Umum

Tim Jibom Polda Jatim Ledakkan Mortir yang Ditemukan di Gudang Rongsokan Malang

299
×

Tim Jibom Polda Jatim Ledakkan Mortir yang Ditemukan di Gudang Rongsokan Malang

Sebarkan artikel ini
Personel kepolisian melakukan pengamanan di gudang rongsokan di Desa Kedungpedaringan, Kecamatan Kepanjen, Kabupaten Malang, Jawa Timur yang menjadi lokasi penemuan mortir, Sabtu (18/7/2026). ANTARA/HO-Polres Malang

WARTANOW.COM – KEPOLISIAN Resor (Polres) Malang memastikan mortir yang ditemukan di sebuah gudang rongsokan di Desa Kedungpedaringan, Kecamatan Kepanjen, Kabupaten Malang, Jawa Timur, telah berhasil dimusnahkan oleh Tim Penjinak Bom (Jibom) Gegana Brimob Polda Jawa Timur melalui prosedur disposal.

Kepala Seksi Humas Polres Malang AKP M Budiono mengatakan, proses pemusnahan dilakukan di kawasan Taman Loropangkon, Desa Kedungpedaringan, sekitar pukul 16.00 WIB pada Minggu (19/7/2026), setelah tim Jibom melakukan asesmen terhadap benda yang diduga mortir tersebut.

“Penanganan dilakukan sesuai prosedur oleh Tim Gegana Brimob Polda Jatim. Proses disposal berjalan dengan aman dan terkendali sehingga tidak menimbulkan risiko bagi masyarakat maupun lingkungan sekitar,” kata Budiono di Malang, Minggu.

Budiono menjelaskan, mortir tersebut pertama kali ditemukan oleh seorang pengepul barang bekas saat sedang memilah tumpukan besi di gudang rongsokan pada Sabtu (18/7/2026). Benda itu berada di antara tumpukan besi yang dikumpulkan di lokasi.

Karena khawatir benda tersebut membahayakan, pengepul segera melaporkan temuannya kepada perangkat desa yang kemudian diteruskan kepada pihak kepolisian.

“Karena khawatir membahayakan, yang bersangkutan segera melaporkan temuannya kepada perangkat desa dan diteruskan kepada pihak kepolisian,” ujarnya.

Menindaklanjuti laporan tersebut, personel Polres Malang bersama anggota Polsek Kepanjen langsung mendatangi lokasi untuk mengamankan area penemuan. Polisi juga memasang pengamanan guna mencegah masyarakat mendekati lokasi hingga Tim Jibom tiba.

Hingga kini, kepolisian masih menyelidiki asal-usul mortir tersebut, termasuk bagaimana benda berbahaya itu bisa berada di gudang rongsokan.
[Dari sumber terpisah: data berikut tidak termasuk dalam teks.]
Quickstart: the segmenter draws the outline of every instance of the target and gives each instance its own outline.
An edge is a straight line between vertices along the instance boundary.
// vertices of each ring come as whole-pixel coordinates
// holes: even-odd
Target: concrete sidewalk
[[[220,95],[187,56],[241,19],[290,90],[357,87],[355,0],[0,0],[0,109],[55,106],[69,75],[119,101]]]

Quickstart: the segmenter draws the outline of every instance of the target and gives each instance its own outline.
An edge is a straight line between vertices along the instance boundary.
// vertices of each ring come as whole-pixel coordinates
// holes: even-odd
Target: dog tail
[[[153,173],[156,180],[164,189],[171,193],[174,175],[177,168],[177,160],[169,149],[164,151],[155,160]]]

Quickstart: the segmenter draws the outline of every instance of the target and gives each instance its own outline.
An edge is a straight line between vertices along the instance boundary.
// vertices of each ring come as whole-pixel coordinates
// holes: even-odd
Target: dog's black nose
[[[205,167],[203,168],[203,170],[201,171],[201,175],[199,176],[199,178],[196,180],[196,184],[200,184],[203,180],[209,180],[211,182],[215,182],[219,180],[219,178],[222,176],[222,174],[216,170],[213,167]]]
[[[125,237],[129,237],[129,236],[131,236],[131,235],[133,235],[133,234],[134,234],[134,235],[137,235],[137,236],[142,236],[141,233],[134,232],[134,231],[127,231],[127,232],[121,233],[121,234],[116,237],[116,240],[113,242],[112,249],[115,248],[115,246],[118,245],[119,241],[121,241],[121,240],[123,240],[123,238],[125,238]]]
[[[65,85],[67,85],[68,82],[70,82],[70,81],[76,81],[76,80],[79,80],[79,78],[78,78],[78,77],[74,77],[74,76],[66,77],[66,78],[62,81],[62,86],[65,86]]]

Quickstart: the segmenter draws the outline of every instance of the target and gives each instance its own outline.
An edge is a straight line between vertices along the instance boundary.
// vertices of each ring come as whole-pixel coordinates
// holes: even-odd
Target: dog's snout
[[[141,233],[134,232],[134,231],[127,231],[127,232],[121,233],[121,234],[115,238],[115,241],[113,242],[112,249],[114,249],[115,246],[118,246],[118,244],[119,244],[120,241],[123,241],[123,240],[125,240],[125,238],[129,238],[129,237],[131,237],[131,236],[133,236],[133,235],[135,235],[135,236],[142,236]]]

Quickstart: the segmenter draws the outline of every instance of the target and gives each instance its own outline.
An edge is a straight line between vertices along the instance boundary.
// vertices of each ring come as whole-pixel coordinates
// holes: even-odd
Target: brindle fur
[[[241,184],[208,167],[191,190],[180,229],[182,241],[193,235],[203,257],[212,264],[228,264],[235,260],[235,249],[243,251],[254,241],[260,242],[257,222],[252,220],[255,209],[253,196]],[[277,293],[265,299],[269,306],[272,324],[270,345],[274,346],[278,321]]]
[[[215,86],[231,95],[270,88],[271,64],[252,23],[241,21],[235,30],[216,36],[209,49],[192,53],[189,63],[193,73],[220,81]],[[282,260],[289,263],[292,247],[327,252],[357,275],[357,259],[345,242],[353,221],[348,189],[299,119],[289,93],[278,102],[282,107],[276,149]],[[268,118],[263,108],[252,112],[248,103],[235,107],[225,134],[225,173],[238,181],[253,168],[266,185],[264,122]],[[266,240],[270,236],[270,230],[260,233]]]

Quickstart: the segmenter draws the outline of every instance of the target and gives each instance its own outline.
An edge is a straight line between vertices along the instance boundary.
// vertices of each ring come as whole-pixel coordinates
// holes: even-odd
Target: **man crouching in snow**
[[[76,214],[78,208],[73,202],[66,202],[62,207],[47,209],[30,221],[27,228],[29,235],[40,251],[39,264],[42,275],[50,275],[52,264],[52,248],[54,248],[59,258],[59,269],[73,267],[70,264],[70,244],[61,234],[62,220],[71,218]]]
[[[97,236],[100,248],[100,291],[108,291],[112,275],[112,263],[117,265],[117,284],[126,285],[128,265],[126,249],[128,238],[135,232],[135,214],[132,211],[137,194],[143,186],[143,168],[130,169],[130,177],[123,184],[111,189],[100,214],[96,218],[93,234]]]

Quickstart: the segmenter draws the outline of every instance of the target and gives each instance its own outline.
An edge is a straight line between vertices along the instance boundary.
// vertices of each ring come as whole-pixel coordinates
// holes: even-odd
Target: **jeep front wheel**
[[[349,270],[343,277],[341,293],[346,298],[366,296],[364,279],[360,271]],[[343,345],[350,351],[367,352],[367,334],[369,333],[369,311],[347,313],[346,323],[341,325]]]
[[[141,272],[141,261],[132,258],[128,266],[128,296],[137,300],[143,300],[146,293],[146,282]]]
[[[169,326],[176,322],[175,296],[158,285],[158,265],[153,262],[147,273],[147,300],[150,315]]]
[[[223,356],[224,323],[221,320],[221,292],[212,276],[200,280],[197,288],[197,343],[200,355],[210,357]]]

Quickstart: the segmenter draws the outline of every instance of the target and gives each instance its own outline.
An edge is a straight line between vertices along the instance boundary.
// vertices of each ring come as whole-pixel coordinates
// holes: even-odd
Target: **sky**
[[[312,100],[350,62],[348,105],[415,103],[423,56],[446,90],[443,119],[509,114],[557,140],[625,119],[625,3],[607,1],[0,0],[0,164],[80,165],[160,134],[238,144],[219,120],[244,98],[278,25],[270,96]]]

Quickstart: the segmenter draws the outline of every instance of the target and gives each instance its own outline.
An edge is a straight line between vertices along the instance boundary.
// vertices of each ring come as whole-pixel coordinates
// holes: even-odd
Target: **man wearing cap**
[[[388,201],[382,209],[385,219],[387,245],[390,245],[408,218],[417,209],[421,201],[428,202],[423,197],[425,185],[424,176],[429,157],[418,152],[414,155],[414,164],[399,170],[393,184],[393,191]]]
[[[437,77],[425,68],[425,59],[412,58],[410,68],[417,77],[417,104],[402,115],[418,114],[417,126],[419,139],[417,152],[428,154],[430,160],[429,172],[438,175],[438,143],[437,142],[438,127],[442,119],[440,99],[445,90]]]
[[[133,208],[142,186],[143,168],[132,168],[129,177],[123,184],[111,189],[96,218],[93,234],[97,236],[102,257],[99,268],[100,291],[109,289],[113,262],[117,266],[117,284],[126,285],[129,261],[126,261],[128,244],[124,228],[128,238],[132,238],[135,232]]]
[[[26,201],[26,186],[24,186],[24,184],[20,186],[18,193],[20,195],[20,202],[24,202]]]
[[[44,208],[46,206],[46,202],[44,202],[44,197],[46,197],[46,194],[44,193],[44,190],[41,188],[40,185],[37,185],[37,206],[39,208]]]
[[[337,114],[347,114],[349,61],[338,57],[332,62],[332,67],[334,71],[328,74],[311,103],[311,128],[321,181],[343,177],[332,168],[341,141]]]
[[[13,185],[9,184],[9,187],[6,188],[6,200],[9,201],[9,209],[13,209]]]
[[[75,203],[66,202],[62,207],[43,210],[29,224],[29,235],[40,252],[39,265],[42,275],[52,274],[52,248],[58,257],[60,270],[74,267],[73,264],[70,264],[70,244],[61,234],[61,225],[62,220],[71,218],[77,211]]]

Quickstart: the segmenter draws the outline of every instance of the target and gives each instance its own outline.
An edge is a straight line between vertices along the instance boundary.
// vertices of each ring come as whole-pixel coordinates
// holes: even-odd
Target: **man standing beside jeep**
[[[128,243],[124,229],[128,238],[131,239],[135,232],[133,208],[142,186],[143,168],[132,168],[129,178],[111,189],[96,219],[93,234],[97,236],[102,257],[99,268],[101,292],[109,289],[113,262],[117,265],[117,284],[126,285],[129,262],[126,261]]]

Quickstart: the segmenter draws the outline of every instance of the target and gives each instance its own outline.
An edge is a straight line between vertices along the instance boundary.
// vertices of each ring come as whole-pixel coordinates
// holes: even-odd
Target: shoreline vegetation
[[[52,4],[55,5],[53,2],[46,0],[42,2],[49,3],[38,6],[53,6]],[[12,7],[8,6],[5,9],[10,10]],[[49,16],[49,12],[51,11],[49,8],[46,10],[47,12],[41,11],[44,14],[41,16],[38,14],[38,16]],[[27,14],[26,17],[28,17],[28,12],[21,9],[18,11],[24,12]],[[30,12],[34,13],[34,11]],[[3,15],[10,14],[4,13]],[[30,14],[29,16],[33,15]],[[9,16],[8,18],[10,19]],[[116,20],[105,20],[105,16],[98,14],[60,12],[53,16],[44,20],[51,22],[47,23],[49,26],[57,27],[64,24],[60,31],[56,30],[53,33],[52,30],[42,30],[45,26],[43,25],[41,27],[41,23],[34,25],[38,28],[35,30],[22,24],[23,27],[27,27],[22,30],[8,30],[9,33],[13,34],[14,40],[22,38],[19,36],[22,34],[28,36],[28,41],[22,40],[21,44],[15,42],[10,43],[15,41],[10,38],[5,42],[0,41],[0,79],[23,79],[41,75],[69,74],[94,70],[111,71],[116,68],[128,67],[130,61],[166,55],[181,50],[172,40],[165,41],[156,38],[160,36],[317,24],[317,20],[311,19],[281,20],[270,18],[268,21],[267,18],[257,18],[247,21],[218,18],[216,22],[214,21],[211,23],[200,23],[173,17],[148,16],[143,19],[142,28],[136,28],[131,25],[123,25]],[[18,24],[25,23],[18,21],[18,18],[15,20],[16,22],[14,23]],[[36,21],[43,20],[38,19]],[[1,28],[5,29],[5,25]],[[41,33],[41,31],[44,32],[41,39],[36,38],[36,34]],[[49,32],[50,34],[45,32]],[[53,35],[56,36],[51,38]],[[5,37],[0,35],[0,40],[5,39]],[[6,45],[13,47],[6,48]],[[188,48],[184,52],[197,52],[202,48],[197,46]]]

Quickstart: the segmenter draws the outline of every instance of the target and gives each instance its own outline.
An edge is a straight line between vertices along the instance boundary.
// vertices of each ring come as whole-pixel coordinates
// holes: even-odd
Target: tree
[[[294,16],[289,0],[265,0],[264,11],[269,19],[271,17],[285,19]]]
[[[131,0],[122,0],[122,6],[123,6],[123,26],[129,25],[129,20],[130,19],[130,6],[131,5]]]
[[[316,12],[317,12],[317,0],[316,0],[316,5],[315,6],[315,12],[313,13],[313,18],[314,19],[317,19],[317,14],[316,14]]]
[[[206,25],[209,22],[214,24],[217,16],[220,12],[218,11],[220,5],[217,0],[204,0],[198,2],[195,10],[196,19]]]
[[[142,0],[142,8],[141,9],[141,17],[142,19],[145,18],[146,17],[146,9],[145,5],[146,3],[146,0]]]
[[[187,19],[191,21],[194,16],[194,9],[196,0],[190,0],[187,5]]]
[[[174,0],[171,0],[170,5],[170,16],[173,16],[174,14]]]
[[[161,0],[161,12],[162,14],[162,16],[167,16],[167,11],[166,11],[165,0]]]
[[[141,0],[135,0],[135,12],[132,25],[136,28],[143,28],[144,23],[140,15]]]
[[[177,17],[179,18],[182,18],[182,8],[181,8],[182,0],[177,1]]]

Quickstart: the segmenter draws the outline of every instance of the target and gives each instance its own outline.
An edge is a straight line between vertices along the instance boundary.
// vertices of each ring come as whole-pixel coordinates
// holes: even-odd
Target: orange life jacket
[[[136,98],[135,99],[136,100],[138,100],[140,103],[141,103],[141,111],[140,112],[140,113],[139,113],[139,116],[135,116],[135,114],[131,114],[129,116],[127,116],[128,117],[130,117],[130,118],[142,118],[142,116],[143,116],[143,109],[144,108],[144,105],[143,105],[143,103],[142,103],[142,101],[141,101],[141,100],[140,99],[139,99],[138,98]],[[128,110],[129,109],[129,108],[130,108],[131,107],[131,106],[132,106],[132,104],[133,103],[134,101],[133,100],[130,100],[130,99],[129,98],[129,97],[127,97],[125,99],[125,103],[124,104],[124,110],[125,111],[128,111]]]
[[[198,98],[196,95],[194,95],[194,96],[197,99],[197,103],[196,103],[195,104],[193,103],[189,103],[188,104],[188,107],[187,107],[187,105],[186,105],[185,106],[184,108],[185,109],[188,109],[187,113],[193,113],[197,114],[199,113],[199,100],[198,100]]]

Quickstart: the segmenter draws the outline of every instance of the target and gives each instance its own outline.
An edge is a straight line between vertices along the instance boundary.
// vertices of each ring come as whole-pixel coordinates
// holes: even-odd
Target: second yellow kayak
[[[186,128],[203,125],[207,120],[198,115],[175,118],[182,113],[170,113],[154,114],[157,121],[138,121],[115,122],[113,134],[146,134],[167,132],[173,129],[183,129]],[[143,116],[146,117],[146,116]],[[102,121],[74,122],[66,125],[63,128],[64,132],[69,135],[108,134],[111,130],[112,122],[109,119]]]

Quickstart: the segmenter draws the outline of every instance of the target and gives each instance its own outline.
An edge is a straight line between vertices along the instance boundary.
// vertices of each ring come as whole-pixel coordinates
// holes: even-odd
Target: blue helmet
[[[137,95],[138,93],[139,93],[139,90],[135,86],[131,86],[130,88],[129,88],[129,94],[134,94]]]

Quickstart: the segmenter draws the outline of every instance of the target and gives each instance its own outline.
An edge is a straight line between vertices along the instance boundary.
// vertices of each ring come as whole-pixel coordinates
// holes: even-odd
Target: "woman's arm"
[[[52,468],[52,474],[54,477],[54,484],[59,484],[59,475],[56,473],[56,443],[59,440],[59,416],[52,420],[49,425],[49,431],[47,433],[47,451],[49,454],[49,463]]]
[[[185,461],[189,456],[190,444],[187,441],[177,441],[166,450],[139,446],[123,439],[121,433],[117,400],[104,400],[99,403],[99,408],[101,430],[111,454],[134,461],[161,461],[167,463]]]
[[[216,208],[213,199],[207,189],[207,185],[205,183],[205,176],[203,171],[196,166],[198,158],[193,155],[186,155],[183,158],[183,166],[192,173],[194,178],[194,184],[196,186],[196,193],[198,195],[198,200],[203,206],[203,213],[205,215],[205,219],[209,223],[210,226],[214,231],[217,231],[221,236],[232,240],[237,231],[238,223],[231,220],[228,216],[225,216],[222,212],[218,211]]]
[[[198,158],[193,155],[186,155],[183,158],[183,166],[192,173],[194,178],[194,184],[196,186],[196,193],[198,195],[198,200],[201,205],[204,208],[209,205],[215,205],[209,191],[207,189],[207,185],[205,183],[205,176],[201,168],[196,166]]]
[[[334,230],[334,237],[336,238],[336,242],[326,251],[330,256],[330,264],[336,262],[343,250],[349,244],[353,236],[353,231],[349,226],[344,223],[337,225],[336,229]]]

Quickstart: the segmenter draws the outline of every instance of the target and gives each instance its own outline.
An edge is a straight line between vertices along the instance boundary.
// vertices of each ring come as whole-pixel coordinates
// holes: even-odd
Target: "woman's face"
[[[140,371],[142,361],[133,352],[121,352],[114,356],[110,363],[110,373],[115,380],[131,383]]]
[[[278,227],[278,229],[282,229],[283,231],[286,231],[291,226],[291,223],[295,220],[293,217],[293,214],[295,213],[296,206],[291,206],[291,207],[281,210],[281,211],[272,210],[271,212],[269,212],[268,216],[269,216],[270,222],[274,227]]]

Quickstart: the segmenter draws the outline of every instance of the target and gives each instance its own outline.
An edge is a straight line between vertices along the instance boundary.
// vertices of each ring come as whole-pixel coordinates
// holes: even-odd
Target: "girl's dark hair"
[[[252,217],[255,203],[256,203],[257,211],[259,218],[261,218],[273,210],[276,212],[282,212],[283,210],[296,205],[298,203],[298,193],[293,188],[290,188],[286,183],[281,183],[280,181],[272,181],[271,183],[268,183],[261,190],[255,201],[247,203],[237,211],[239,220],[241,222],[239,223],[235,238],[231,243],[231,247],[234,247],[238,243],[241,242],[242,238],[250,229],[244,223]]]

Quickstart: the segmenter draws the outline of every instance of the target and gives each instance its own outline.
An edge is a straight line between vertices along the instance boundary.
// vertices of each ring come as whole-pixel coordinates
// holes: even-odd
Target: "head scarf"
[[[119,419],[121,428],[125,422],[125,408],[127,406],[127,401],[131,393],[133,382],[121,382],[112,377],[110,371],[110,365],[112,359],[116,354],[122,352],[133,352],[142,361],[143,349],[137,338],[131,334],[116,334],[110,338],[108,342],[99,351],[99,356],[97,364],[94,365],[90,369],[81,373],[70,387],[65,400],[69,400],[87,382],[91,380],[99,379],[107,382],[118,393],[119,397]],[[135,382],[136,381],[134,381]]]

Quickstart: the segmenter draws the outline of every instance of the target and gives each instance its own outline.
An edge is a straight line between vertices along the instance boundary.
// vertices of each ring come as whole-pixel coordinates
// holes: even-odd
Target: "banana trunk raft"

Selain melakukan penyelidikan, Polres Malang juga mengimbau masyarakat agar segera melaporkan kepada aparat kepolisian apabila menemukan benda mencurigakan yang diduga berupa bahan peledak, amunisi, atau material berbahaya lainnya.

READ  Jaga Ketahanan Energi, PGN Siap Manfaatkan 'Stranded Gas' Lapangan Sengeti Sebesar 5 MMSCFD

“Kami juga mengimbau masyarakat agar tidak menyentuh atau memindahkan benda yang diduga bahan peledak maupun amunisi,” tegas Budiono.

Menurutnya, penanganan benda berbahaya harus dilakukan oleh petugas yang memiliki kompetensi serta peralatan khusus untuk menghindari risiko yang dapat membahayakan keselamatan masyarakat. (CWX)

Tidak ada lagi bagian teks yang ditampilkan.